Docs: Scheduled Events for VMs
Step 4: Check your overall posture (Azure Advisor)
While you're at it, check Azure Advisor's Reliability recommendations for your VMs. It flags things like:
- VMs not deployed in availability zones
- Deprecated VM images that need updating
- Missing backup configurations
- Other resiliency gaps that make you more susceptible to availability issues
Advisor won't explain a past incident, but it can help prevent the next one.
Docs: Azure Advisor Reliability recommendations
A quick note on resilience
These tools improve your visibility and response time, but they don't eliminate downtime by themselves. If a VM is truly critical, pair this monitoring with basic resilience patterns: multiple instances behind a load balancer, availability zones, health probes, regular backups, and cross-region recovery where needed. Monitoring tells you what's happening. Architecture determines whether it matters.
The setup checklist
Quick wins (15 minutes)
| # | What | Why | Time |
|---|---|---|---|
| 1 | Check Resource Health on your production VMs | See if there are past events you didn't know about | 2 min |
| 2 | Create a Service Health alert for your regions/services | Get notified about platform issues proactively | 3 min |
| 3 | Create Resource Health alerts for your VM resource groups | Get notified when any VM changes health state | 3 min |
| 4 | Review Azure Advisor Reliability tab | Fix any posture gaps | 2 min |
Advanced hardening (1+ hours depending on your app)
| # | What | Why |
|---|---|---|
| 5 | Deploy the Scheduled Events polling script on critical VMs | Get advance notice of live migrations and maintenance |
| 6 | Implement drain/checkpoint logic tied to Scheduled Events | Gracefully handle maintenance with zero user impact |
| 7 | Wire event approvals into your automation | Control the timing of when Azure proceeds with maintenance |
Wrapping up
The pattern I keep seeing is teams treating Azure VM monitoring as something they'll get to "later." Then an incident happens, the RCA takes longer than anyone wants, and everyone wishes they had visibility sooner.
The tools are already there.
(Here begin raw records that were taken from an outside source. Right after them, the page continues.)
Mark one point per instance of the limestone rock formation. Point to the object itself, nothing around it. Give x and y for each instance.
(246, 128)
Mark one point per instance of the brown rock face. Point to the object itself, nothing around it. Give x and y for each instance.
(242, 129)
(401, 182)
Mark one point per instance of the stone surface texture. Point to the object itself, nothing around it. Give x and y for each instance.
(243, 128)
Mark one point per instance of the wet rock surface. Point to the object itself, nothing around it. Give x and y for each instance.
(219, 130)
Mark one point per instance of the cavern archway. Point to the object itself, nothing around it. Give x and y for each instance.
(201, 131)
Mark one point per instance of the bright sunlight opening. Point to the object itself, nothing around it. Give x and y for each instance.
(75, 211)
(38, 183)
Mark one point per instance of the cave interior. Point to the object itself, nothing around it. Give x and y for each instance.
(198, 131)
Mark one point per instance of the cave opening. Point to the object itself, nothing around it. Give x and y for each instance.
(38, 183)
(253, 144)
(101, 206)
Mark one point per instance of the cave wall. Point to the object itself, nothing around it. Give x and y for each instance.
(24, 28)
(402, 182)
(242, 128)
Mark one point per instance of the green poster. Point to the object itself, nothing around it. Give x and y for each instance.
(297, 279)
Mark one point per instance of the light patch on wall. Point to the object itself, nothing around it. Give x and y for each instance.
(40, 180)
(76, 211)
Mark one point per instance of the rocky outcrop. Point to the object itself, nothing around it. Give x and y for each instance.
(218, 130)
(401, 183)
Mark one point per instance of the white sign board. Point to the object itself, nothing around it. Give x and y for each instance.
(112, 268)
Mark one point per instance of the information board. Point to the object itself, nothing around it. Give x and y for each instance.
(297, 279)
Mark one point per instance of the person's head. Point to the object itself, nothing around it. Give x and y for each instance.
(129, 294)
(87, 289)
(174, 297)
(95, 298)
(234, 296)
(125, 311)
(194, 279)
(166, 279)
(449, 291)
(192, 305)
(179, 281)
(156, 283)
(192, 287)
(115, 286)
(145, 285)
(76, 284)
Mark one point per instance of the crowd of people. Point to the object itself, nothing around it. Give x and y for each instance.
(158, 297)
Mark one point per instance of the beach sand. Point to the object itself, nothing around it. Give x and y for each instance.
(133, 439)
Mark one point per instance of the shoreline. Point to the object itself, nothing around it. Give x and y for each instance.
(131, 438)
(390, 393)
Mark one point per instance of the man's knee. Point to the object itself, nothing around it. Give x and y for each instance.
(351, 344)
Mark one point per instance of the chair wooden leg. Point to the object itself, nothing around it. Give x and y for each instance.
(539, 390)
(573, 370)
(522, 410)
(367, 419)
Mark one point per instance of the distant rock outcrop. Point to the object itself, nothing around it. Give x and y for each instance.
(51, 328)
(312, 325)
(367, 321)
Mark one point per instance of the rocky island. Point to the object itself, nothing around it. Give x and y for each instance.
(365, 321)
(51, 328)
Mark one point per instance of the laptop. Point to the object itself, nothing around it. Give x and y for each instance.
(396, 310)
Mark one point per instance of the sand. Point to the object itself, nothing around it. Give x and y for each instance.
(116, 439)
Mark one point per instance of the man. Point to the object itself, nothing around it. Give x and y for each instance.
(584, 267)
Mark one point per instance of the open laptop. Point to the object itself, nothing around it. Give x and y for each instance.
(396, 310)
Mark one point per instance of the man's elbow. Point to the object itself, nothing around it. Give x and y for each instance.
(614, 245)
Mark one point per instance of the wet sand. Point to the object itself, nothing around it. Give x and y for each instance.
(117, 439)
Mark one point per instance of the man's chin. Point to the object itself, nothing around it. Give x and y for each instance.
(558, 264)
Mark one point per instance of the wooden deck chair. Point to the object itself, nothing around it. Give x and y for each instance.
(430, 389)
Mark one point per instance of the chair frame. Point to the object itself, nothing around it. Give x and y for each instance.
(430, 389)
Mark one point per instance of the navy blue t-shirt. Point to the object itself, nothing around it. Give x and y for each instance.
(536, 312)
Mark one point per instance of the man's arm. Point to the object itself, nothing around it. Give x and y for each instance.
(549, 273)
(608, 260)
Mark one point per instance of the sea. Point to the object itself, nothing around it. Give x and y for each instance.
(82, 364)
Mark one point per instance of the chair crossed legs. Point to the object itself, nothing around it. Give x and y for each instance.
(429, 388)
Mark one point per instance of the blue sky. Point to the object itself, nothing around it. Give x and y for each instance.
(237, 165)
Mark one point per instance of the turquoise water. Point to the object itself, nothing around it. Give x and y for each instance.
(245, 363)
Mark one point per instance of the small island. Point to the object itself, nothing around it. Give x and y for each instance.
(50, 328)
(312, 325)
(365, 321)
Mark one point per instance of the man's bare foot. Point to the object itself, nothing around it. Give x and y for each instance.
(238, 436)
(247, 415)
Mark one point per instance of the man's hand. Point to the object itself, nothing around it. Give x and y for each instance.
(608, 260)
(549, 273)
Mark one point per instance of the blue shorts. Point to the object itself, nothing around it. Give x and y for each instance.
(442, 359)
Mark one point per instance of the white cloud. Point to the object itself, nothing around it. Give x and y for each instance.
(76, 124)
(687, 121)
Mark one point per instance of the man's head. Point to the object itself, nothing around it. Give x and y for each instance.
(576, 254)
Resource Health tells you what happened. Service Health and Resource Health alerts tell you when it's happening. Scheduled Events tells you before it happens. And Advisor helps you make sure your setup is resilient in the first place.
Fifteen minutes of setup for the quick wins, and you're in a fundamentally better place than most teams running VMs on Azure today.